A Transport Scotland spokesman said: “Work is now underway to review the National Transport Strategy (NTS) to establish the strategic direction for the network in Scotland over the next 20 years and important issue of connectivity for our islands and remote communities is being considered as part of this.

“Once completed, the NTS will inform the second Strategic Transport Projects Review (STPR2) in identifying the transport interventions required to provide Scotland with a transport network fit for the 21st Century.

“Any decisions on future funding of strategic transport infrastructure in Scotland will be informed by the outcomes of STPR2 and through the normal cycle of government spending reviews.”

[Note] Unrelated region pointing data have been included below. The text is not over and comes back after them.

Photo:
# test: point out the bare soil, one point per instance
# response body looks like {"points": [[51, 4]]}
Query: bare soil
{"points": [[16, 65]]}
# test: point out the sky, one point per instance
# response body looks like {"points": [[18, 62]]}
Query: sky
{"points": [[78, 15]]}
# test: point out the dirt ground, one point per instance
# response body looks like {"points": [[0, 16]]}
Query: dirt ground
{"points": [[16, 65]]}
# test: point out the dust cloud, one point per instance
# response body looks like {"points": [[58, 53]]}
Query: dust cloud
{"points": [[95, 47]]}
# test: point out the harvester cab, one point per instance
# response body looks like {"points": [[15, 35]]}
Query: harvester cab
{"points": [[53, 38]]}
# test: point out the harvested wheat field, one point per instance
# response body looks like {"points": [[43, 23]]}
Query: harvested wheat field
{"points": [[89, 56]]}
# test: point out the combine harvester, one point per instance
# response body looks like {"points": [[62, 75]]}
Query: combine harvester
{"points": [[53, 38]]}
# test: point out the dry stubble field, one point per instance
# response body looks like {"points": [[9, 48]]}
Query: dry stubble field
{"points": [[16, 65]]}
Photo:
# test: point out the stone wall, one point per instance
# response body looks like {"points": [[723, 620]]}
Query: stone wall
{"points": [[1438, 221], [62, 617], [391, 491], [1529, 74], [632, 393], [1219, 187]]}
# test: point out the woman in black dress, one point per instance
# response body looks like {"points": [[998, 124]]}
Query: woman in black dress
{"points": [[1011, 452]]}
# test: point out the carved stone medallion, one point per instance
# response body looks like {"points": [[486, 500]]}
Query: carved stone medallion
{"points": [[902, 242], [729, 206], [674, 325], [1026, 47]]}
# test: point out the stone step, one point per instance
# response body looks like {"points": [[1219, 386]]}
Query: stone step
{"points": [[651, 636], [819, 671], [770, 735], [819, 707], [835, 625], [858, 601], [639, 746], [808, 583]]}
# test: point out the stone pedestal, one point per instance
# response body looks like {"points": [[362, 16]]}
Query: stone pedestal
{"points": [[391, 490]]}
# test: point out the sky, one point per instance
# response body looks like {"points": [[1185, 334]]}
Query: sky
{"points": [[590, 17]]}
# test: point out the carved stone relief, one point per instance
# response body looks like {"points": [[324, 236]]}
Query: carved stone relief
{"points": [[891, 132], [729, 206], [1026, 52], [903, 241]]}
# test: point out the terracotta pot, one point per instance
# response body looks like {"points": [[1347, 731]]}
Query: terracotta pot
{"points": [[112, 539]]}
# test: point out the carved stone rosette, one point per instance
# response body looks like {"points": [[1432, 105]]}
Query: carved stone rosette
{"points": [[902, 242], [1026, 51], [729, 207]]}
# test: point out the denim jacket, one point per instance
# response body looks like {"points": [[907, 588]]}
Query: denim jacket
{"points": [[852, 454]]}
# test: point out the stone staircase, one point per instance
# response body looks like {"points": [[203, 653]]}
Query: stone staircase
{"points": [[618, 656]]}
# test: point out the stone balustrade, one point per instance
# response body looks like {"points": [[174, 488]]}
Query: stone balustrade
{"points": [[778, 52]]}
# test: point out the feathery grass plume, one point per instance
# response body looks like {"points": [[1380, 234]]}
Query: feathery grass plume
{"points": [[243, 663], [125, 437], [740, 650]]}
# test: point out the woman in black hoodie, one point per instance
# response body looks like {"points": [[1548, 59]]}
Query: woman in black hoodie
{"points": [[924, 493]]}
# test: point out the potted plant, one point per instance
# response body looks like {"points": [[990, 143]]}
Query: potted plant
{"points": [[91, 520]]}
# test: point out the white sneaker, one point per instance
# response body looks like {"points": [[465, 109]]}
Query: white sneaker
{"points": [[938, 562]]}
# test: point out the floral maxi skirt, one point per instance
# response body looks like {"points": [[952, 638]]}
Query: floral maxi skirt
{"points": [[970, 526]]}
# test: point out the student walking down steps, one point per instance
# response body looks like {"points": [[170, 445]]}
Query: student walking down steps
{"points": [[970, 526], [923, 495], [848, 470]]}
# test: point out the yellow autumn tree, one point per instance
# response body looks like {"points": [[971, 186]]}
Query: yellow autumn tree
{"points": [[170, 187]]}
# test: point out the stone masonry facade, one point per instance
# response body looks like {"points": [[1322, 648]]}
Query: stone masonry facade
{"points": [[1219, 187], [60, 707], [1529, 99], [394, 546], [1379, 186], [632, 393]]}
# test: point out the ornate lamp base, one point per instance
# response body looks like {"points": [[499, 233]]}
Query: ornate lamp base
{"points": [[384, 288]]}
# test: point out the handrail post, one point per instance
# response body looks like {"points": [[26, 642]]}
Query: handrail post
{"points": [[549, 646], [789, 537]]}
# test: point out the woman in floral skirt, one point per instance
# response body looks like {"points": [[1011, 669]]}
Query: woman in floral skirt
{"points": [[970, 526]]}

The fifth largest Shetland island, Whalsay lies on the eastern side of mainland and among its 1,000-strong population boasted more than 20 at last count.

Often referred to as millionaire’s island for the high number of skippers, owners and operators of fishing vessels in some of the most fish-rich seas in the world.

Shetland produces more fish than England, Wales and Northern Ireland’s combined. Seafood contributes more than a third to the £1.23 billion annual economy for the islands.

It is believed the island economy had a bearing on the European referendum when 81% of voters on Whalsay and nearby Unst supported leaving the EU, one of the highest percentages in the UK.

The main settlement on Whalsay is Symbister, where the fishing fleet is based.

The island is built on peat and is fertile. For an island covering 7.6 square miles, it is fairly densely populated, with crofting taking second place to fishing as the main local industries.

The settlement of Skaw is home to the most northerly 18-hole golf course in the UK. It hosts a club house and an annual tournament..

Other sporting activities include Whalsay Leisure Centre, a snooker club and Harbison Park artificial sports field.

Whalsay has an amateur football club, as well as hockey and netball teams.

These teams participate in Shetland leagues.

The annual Whalsay Regatta usually takes place in the last week of July.

Attractions on the island include the Neolithic ruin of Benie Hoose,  and the settlement of Sudheim, or Sodhum, where poet Hugh MacDiarmid – real name Christopher Grieve –  lived for nine years in a croft house. It is said he wrote some of his best work when he lived on the island in the 1930s and early 1940s.

When he was called up to go to war, he never returned to the islands.

Grieve House is now one of Shetland Amenity Trust’s Böds which offers  self-catering accommodation in a traditional building.

Whalsay is the main location of Ann Cleeves’s 2009 novel Red Bones featuring police inspector Jimmy Perez , in the third of her Shetland quartet.

In 2012, a number of Whalsay fishermen were fined for a ‘cynical and sophisticated’ fishing scam involving the landing of tens of millions of pounds of illegally caught fish.